Os últimos dias de férias vão se consumindo sem alterações. É preciso que algo mais significativo aconteça para dar vazão a um princípio interior de superação. O que Isidore Ducasse precisa fazer para romper o duro peso da história sobre o seu cotidiano? Sua avó, que estava muito doente, faleceu há menos de um mês e já não alimenta mais esperanças de receber outra visita do pai, que continua labutando no Uruguai. Não são apenas os negócios de François Ducasse, nem as águas que os separam, que vão tornando-o definitivamente órfão, mas as perseguições que o pai vem sofrendo por parte dos seus desafetos na Chancelaria Geral de Paris. Como nenhum favor, notícia, ou mesmo providência chega a tempo, vai Isidore Ducasse desvestindo a cama e abrindo um manto bucólico para, depois do jantar, dormir a primeira noite numa pensão de estudantes em Pau. Ainda que não seja uma noite das mais tranqüilizadoras, pois na manhã seguinte adentrará os muros do Liceu Louis Barthou na condição de interno, ele procura aproveitar as poucas horas de sossego, num quarto exclusivamente seu. A temperatura lá fora vai descendo rápida para treze graus centígrados e não há como domar os ventos sem rumo desses dias outonais. Antes de apagar a luz, ele veste-se em mangas compridas e deita-se. No que estará pensando? Nem ele mesmo sabe ainda se está lembrando dos amigos que deixara em Tarbes, ou se daquela noviça que cuidava da sua higiene no hospital. É difícil adivinhar o que se faz com ocultas intenções, como por exemplo, debaixo de um cobertor de lã, sem o qual não se pode dormir acalentado por bons pensamentos, um já vai sugerindo o objeto de desejo, o outro já vai despertando mais entusiasmo, esse que vem por último vai criando um vínculo um tanto quanto subjetivo entre a sua intenção e o que de fato almeja, os desejos também comportam nas lembranças, assim está escrito no catálogo das eternas proibições cristãs, mas tais lembranças, se ocultas forem, que se manifestem no ritmo da excitação, o que já é um princípio para um espírito aceso por outra remota recordação, talvez daquelas negrinhas tísicas do Cabo da Boa Esperança, foi o princípio de tudo, e tinha apenas treze anos, agora tem dezessete, mas um princípio nem sempre conduz a um fim, os meios é que são eles, no caso em questão, o incômodo que desconsola a alma e desfaz toda a cumplicidade dos seus pensamentos, são os ouvidos atentos que o escutam no alojamento contíguo.

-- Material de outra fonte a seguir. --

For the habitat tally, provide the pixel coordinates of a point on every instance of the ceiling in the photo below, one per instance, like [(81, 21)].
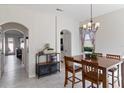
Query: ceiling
[(15, 33), (80, 12)]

Os dias vão se alternando como se alternam também os naturais impedimentos de arrumar o que todos os dias se desarruma neste velho mundo, tão subestimado quanto o olhar contente de quem recebe um elogio inesperado do pai, mas que de fato é uma alegria passageira, porque não há nesses envelopes selados com as insígnias da França, nada mais do que uns incentivos vulgares, elaborados de tempos em tempos, como se as palavras escritas em papeluchos substituíssem os afagos, os carinhos, os conselhos e mesmo as advertências que todo jovem precisa receber nas fases da vida. Mas já é tarde para suprir o que no devido tempo fora negligenciado, o tempo nunca recua por sua própria escolha, mormente agora, quando Isidore Ducasse começa a duvidar se seria oportuno clamar pela vinda do pai, já que as iniciativas anteriores em nada resultaram. Não está seguro do que almeja, nem se seria benéfico deixar as coisas como estão. Muitas vezes a dúvida, esse declive que precipita a maldade original no indivíduo e que faz cruzar o desespero com a melancolia, pode ser o começo de uma revolta crônica, pois é aí precisamente que floresce a mais inquietante crueldade. Todavia, prever algo assim, só é possível tomando de emprés­timo uma hipótese, que tanto deve partir de uma condição ideal de exis­tência, como de uma circunstância real em que se vive tal experiência, de sorte que, aos dezessete anos, lutando para obter umas gotas de conhecimento enquanto armazena em si um mar de intoxicações psíquicas, a personalidade de Isidore Ducasse ainda não está definida, nem há nada sistematizado em sua cabeça, especialmente sobre a parte mais encantadora da vida, a pecaminosa sexualidade, que já começa a dar sinais de extravio. Desconfiam disso os seus tutores, que já não o acompanham tão de perto, por isso mesmo não ousarão tocar num assunto de tamanha complexidade com o cônsul François Ducasse, que, devido aos problemas diplomáticos, por ora vive numa circunstância bem adversa da vilipendiada realidade do filho.